Two steps deserve emphasis because they are the ones people forget under pressure. Step 2, revoking sessions and tokens, is what actually evicts an intruder who is already inside; without it, a fresh password is a lock changed while the burglar is still in the house. Step 4, the hunt for sneaky changes, is what stops the intruder walking back in: a hidden mail-forwarding rule keeps them reading the mailbox after they are locked out, and an added recovery method lets them reset the password themselves later. Always look for both. Finally, treat step 5 honestly: if the compromised account could read nationals' personal data, you may now have a data breach as well, and you move to Playbook Four in parallel.

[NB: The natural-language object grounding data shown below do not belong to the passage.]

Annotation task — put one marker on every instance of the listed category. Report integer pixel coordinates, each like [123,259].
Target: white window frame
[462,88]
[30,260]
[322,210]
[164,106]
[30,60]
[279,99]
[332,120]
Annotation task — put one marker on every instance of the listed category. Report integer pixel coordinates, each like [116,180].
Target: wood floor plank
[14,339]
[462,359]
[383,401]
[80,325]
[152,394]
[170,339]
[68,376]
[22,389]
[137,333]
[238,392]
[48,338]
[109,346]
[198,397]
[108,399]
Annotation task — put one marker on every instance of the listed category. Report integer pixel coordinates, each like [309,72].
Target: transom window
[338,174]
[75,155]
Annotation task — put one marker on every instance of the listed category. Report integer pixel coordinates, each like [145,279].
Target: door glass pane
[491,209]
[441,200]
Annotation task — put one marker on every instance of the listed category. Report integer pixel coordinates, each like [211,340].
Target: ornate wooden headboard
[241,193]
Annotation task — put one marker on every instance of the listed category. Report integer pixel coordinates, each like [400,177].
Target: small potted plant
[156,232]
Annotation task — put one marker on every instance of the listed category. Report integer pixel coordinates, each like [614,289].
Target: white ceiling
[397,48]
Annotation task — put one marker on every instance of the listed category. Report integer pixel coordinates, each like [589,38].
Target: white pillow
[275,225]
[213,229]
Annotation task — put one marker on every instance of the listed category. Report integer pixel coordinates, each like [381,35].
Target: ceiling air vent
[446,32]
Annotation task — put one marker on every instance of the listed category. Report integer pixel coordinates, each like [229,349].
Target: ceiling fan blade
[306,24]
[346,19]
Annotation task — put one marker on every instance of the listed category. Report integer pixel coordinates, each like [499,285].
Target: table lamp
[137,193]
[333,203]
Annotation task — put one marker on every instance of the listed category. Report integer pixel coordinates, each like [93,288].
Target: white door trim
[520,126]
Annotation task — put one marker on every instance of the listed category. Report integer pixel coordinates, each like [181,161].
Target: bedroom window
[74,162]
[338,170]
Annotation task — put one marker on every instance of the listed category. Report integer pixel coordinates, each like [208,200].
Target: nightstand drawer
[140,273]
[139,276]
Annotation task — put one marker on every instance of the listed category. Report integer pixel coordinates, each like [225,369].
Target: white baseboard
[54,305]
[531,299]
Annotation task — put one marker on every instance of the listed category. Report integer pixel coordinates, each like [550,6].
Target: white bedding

Playbook Two: Malware and Ransomware

Malware is hostile software on a device; ransomware is the variety that encrypts or locks your data and demands payment to release it. For a small force this is the incident that the whole backup discipline exists to answer. The trigger is a device behaving wrongly, files renamed or unreadable, a ransom note on screen, anti-malware alerts, a machine suddenly slow or reaching out to strange addresses.

The instinct under a ransom note is to panic, or to pay. The drill is the opposite of both. You isolate to stop the spread, you restore from a clean offline backup rather than paying, you report it because it is usually a crime and the proper authorities should be involved, and you preserve the evidence throughout. Paying is avoided wherever it can be: it funds the crime, it is no guarantee the data comes back, and it marks the force as willing to pay again. The reason offline backups exist is precisely so that you never have to.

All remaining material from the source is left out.